3. Lower the dependences of the initialization of weights and bias, which results in higher learning rates without risk of divergence.
### 4.Training
- Load data
```python
# Load data from driving_log.csv
def read_lines():
samples = []
with open('./data/driving_log.csv') as file:
reader = csv.reader(file)
for i, line in enumerate(reader):
if i > 0:
samples.append(line)
return samples
```
- Generator to yield each single batch from training data
```python
# Define a generator to yield each single batch of the training data
# in order to save the memory of CPU
def generator(samples, batch_size):
shuffle(samples)
num_samples = len(samples)
while 1: # Loop forever so the generator never terminates
for offset in range(0, num_samples, batch_size):
batch_samples = samples[offset: offset+batch_size]
images = []
angles = []
for i, sample in enumerate(batch_samples):
img, angle = random_img_choose(sample)
img, angle = random_img_flip(img,angle)
img = random_shadow(img)
img = random_brightness(img)
images.append(img)
angles.append(angle)
yield shuffle(np.array(images), np.array(angles))
```
- Training Step
```python
# Train the model
def training(model, train_generator, validation_generator):
# record the training time
t1=time.time()
model.compile(loss='mse', optimizer='adam')
history = model.fit_generator(generator=train_generator,
steps_per_epoch=len(train_samples)/BATCH_SIZE,
validation_data=validation_generator,
validation_steps=len(validation_samples)/BATCH_SIZE,
epochs=5, verbose=1)
t2=time.time()
print(round(t2-t1, 2), 'Seconds to train the model...')
# plot the loss trend
loss = history.history['loss']
val_loss = history.history['val_loss']
epochs = range(1, len(loss) + 1)
plt.plot(epochs, loss, 'y', label='Training loss')
plt.plot(epochs, val_loss, 'r', label='Validation loss')
plt.title('Training and Validation loss')
plt.xlabel('Epochs')
plt.ylabel('Loss')
plt.legend()
plt.show()
```
- Main Function
```python
if __name__ == '__main__':
# load the training data
samples = read_lines()
samples = shuffle(samples)
# split samples into training and validation
train_samples, validation_samples = train_test_split(samples, test_size=0.1)
# create the training and validation generator
train_generator = generator(train_samples, batch_size=BATCH_SIZE)
validation_generator = generator(validation_samples, batch_size=BATCH_SIZE)
# create the model
model = modeling()
# train the model
training(model, train_generator, validation_generator)
# save the trained model
model.save('model.h5')
```
- HyperParameters
> IMAGE_HEIGHT, IMAGE_WIDTH, IMAGE_CHANNELS = 160, 320, 3
>
> INPUT_SHAPE = (IMAGE_HEIGHT, IMAGE_WIDTH, IMAGE_CHANNELS)
>
> BATCH_SIZE = 64
>
> EPOCH = 4
There are `348,923 params` in total during the training which costs `256.65 seconds` in `4 epochs`.


- Loss Trend
## Results
### Test
The model was tested in the simulator in `autonomous mode` using the following command:
```
python drive.py model.h5 run1
```
The driving frames are stored in [run1](./run1) directory.
### Video
The video can be generated using images in run1 directory by the following command:
```python
python video.py run1
```
The final result was saved as [video.mp4](./video.mp4).

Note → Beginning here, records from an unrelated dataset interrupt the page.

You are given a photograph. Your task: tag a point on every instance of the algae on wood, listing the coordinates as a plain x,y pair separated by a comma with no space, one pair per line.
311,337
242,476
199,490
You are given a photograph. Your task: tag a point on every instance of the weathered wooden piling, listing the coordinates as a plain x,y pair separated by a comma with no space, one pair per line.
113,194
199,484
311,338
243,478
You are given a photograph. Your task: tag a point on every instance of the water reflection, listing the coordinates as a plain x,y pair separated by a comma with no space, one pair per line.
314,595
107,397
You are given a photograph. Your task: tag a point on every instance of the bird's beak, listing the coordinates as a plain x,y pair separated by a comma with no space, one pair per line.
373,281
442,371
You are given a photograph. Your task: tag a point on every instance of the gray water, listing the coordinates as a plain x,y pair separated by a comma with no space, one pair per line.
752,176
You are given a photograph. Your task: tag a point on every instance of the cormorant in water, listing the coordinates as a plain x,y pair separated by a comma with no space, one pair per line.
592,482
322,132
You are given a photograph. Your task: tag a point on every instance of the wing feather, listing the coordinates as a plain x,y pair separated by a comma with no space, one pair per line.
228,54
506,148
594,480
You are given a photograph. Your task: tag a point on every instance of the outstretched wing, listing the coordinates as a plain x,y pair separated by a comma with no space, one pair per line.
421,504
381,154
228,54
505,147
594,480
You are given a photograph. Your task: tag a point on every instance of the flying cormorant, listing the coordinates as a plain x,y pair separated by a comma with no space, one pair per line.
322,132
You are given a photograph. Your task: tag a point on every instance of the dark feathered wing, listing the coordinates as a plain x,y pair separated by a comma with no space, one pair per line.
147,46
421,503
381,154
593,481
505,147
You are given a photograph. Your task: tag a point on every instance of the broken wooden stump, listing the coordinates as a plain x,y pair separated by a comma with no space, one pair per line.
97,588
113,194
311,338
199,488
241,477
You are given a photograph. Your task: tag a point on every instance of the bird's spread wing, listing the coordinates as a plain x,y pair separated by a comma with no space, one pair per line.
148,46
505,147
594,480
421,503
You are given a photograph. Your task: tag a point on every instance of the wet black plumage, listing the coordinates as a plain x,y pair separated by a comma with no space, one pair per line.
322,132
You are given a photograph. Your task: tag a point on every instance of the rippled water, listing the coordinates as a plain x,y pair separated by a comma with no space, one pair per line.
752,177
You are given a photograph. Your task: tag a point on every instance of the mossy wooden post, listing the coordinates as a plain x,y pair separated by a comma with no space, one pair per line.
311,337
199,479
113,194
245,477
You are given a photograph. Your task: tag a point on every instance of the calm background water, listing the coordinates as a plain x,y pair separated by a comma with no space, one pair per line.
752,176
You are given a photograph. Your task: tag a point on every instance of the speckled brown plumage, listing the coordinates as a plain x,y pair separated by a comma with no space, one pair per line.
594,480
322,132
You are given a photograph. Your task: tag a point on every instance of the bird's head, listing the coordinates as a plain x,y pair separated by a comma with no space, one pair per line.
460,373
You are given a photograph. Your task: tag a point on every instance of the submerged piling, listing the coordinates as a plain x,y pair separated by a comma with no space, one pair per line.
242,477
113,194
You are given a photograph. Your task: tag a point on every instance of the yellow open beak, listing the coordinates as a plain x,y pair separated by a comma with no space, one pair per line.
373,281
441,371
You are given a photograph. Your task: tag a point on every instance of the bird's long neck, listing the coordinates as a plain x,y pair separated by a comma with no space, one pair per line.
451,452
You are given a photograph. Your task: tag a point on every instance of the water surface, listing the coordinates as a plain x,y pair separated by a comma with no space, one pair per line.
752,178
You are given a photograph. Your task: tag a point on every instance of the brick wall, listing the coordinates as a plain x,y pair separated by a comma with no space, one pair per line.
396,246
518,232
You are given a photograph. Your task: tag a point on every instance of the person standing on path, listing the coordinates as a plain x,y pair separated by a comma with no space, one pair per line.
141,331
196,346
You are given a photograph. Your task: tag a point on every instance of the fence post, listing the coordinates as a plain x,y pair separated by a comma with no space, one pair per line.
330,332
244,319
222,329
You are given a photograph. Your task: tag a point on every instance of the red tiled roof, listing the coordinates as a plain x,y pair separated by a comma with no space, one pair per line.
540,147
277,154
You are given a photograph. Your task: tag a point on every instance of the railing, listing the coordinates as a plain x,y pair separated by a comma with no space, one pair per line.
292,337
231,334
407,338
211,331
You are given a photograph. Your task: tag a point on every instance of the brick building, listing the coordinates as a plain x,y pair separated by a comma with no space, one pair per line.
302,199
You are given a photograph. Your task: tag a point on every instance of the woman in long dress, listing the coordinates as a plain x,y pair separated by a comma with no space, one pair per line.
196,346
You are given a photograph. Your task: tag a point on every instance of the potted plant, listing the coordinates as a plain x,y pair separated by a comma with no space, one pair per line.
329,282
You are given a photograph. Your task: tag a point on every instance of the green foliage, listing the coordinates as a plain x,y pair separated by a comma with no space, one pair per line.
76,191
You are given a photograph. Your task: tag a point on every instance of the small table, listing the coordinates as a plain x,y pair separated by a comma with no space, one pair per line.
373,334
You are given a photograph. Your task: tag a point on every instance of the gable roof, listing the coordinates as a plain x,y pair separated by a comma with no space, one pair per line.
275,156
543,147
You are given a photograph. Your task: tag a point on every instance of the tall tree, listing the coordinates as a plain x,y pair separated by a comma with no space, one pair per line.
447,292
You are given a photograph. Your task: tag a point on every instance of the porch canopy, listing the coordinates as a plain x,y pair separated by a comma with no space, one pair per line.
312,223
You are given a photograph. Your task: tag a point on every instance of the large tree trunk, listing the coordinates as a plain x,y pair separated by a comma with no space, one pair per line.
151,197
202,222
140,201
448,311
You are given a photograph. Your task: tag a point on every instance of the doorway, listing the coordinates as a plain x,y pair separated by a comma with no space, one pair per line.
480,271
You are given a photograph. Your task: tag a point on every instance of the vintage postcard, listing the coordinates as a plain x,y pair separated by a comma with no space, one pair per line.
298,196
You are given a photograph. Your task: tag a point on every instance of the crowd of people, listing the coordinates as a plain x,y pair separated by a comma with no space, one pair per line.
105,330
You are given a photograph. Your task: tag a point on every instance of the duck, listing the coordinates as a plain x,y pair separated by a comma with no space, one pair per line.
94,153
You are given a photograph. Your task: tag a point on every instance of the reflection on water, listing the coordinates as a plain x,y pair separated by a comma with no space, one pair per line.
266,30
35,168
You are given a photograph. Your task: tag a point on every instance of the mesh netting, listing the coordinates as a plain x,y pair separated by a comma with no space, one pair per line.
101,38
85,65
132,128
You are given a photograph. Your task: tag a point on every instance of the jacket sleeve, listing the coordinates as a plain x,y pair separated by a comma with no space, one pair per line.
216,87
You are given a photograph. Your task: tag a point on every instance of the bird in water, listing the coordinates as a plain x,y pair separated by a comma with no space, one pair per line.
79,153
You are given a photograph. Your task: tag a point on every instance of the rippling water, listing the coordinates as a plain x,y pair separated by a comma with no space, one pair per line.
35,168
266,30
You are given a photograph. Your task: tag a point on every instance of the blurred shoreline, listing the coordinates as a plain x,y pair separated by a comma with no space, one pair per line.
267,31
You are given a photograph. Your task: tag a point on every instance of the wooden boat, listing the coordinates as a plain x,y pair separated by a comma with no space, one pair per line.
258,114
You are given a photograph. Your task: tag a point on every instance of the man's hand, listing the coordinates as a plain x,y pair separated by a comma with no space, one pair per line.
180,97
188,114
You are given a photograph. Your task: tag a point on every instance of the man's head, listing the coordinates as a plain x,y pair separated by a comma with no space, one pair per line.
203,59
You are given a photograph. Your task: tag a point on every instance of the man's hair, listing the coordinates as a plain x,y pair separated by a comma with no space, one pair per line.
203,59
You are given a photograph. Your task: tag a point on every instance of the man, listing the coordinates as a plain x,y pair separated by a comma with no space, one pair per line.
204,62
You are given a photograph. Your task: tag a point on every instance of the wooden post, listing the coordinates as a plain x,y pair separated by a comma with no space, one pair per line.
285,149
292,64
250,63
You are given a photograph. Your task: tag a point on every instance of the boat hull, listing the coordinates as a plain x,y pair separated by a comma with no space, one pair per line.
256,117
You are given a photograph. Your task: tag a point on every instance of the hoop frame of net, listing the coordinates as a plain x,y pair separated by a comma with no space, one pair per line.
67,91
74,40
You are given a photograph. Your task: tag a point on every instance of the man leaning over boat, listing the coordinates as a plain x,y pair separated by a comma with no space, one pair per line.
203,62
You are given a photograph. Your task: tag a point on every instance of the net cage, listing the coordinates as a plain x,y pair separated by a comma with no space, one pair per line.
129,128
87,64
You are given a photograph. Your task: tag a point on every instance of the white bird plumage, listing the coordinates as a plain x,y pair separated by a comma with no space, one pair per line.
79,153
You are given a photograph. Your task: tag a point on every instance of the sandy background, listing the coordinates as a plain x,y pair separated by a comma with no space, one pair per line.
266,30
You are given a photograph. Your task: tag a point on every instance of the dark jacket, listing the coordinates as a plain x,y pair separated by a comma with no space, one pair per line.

It looks like below:
## Conclusion
It is essential to pay highly attention to the data processing. Data augmentation was a great assist to improve the performance of the model that avoids overfitting. In this project, it took a lot of time in parameters tuning, including the choice of BATCH_SIZE(32/64), EPOCH(3/4/5), and the number of convolutional and dense layers. Thus, Parmeters tuning can be regraded as an experimental skill that not only makes hands dirty but also achieves a forward progress.
**Note**
Please keep in mind that training images are loaded in BGR colorspace using cv2 while drive.py load images in RGB to predict the steering angles. This is why my early trained models lacked of performance and it was getting better after colorspace conversion from BGR to RGB using
`cv2.cvtCOLOR(image, cv2.COLOR_BGR2RGB)`.